# Cat sleeps on her back



## crewa2 (Sep 15, 2003)

My 1 year old siamese sleeps on her back about half of the time. Although she looks cute with her 4 feet in the air, I am concerned she could be trying to relieve some kind of pain. She seems fine otherwise. Has anyone else seen this? Thanks for any help


----------



## Jeanie (Jun 18, 2003)

Usually, when a cat sleeps with her tummy up, it means she is very trusting of you and the environment.


----------



## lexxie109 (Jan 20, 2003)

Ben, my cat, sleeps on him back all the time. I guess it's just what they find comfortable!


----------



## faile (Sep 14, 2003)

cujo sleeps in every postion possible!


----------



## tanyuh (Jun 7, 2003)

I want a kitty cam just so I can see my kitties while I'm at school hehehe.


----------



## kittygirl04 (Jul 8, 2003)

3 of my cats sleep on their backs. I think it is so funny to see their little legs in the air. Kitty does it the most--which surprises me because he is the one that is always getting attacked by the girls. :shock:


----------



## kitkat (Sep 22, 2003)

Only my Sugar sleeps on her back or just lies there on her back wanting someone to play with her belly. I had a dog who did that cause it was hot, but i never seen cats do it either. My other cat, Twinkie, a bit of a scaredy cat will do that also, but not in the middle of the floor of course, always near a wall or near his favorite place, which is near a wall....


----------



## RayOfAsh (Sep 22, 2003)

This is nothign to worry about, almost all my cats do this, its comfertable for them and they dont seem to be showing any signs of pain. If i were u, i would take pictures ^^ :lol: .


----------



## 2cats (Aug 12, 2003)

Can someone tell me what a kitty cam is, and what is it all about?

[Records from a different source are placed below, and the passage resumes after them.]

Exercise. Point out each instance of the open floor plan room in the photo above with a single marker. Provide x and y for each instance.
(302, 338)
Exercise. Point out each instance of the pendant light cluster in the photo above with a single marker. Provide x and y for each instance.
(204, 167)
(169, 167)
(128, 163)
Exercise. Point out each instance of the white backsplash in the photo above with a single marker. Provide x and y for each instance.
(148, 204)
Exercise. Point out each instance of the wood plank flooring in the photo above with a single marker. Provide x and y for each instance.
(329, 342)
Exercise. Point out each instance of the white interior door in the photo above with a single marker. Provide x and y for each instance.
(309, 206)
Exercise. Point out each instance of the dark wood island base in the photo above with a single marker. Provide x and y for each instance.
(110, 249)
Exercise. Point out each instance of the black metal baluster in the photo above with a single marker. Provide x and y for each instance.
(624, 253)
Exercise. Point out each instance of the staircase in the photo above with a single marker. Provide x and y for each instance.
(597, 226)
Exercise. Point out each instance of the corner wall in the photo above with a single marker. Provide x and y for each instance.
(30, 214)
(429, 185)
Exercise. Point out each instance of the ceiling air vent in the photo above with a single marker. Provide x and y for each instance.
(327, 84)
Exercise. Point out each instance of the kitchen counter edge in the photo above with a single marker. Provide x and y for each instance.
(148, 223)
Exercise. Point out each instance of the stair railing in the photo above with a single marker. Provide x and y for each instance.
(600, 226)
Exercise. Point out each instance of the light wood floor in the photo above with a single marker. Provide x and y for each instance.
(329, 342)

I saw some others, but nothing was happening.

HELP


----------



## 2cats (Aug 12, 2003)

Well i looked at your website, and still do not understand what it is?

i only see pictures......


----------



## Kelly_ann (Aug 5, 2003)

It is very normal for cats to sleep on their backs, they are exposing their tummies because they trust you. My two boys do the same thing, I really on see male cats do it.


----------